Welcome to our weekly Books Digest where we round up the new books you should, and shouldn’t, be reading. This week features Trespasses by Louise Kennedy, Africa Is Not A Country: Breaking Stereotypes of Modern Africa by Dipo Faloyin and Lessons in Chemistry by Bonnie Garmus.

For more books take a look through our Books Digest Archive.

Trespasses by Louise Kennedy (Bloomsbury Publishing PLC, £12.59).

John Miers

From Derry Girls to Kenneth Branagh’s Belfast, Northern Ireland is a hot topic these days, so Louise Kennedy’s book comes at the perfect time. This is Kennedy’s first novel and her second published work after a critically acclaimed collection of short stories. In Trespasses, she taps into her Irish heritage; her personal experiences of the period enhance her writing and add an air of authenticity.

Set just outside early 1970s Belfast, Trespasses follows catholic teacher Cushla as she juggles looking after her alcoholic mother, helping one of her protestant pupils after his dad is brutally attacked and pursuing her one real escape from the whole mess, her affair with Michael. Cushla falls for Michael, a suave, chivalrous and married barrister after he rescues her from a handsy soldier and the encounter changes the course of the pair’s life forever.

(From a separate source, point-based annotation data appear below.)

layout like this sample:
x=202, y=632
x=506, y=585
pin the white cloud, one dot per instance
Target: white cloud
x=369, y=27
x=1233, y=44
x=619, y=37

This is a story of finding hope in a hopeless world, and Kennedy’s literary eye for detail and intricate plotlines elevate the narrative above normal chick-lit. If you’re a fan of romance, this is well-worth picking up.

Africa Is Not A Country: Breaking Stereotypes of Modern Africa by Dipo Faloyin (Vintage Publishing, £11.99).

Caitlin Allen

Africa is a continent of 54 countries, more than two thousand languages, and 1.4 billion people. Yet so often, it is treated and spoken of as if it were a single country, devoid of nuance, defined, as Dipo Faloyin puts it, by “safari or poverty, nothing in between.” In this long and varied exploration of the world’s second-largest continent, Faloyin, who was raised in Nigeria, challenges many lazy, reductive depictions of African life. Of course, while Africa is far from just an expanse of arid red soil where nothing but misery grows, to ignore the very real challenges that exist on the continent would be “a grave distortion”, as Faloyin argues.

The book is damning in parts. It traces the links between modern conflicts on the continent and deficient colonial borders – which ripped existing tribes apart to create nations consisting of ethnic groups that shared no common language, deity or belief system. In his chapter on the dangers of white saviours, he also takes issue with the portrayal of Africa as functionally helpless in battling its own problems. The Kony 2012 campaign, which aimed to capture a cruel Ugandan warlord, is a salient example. While well-intentioned, the US-made charity video failed to grasp the complex dynamics of deeply entrenched local conflict and proposed solutions entirely at odds with those of many Ugandan initiatives on the ground.

Though political — and scathing — in places, this is also an intimate book filled with stories about life in Nigeria’s bustling city of Lagos. In these more personal chapters, Faloyin touches on themes including the cultural significance of Aunties and tells humorous tales about West African Jollof Rice rivalry.

Not everyone is allowed a complex identity, he tells us. “Throughout history, individuals and entire communities have been systematically stripped of their personhood and idiosyncrasies.” Often, “to make them easier to demean, denigrate and subjugate.” This book challenges us to recognise the complexity of Africa’s vast ecosystem of cultures and identities.

Lessons in Chemistry by Bonnie Garmus (Transworld Publishers, £10.49).

Lily Pagano

Lessons in Chemistry tells the story of Elizabeth Zott —  a bright, opinionated and no-nonsense research chemist living in early 1960s California. Determined to live on her own terms, Elizabeth refuses to conform to the role of an “ideal woman”; a quiet, obedient and passive housewife.

As a result, Elizabeth finds herself estranged from her peers, undermined by male colleagues and treated with suspicion by other women. That is until she meets Calvin Evans, a lonely and misunderstood Nobel-prize nominated scientist: True chemistry follows. Some years later, Elizabeth is a single mother, out of work and desperate to make ends meet. She finds herself the unlikely and reluctant star of America’s new evening cooking show. 

Whilst Garmus has a clear vision, she chooses to beat the reader over the head with it. Themes of feminism are over-exaggerated to the point where they feel disingenuous. It felt hard to champion Zott, her bold and brazen disposition coming across as off-putting rather than inspiring. The cast of quirky supporting characters also falls short. From Zott’s “precocious” 4-year-old to her grudge-holding boyfriend, eccentricities are emphasised enough for them to become caricatures of themselves.

A pleasant enough debut novel, what Garmus lacks in depth she makes up for in enthusiasm and the book has already been snapped up by Apple for a television adaptation.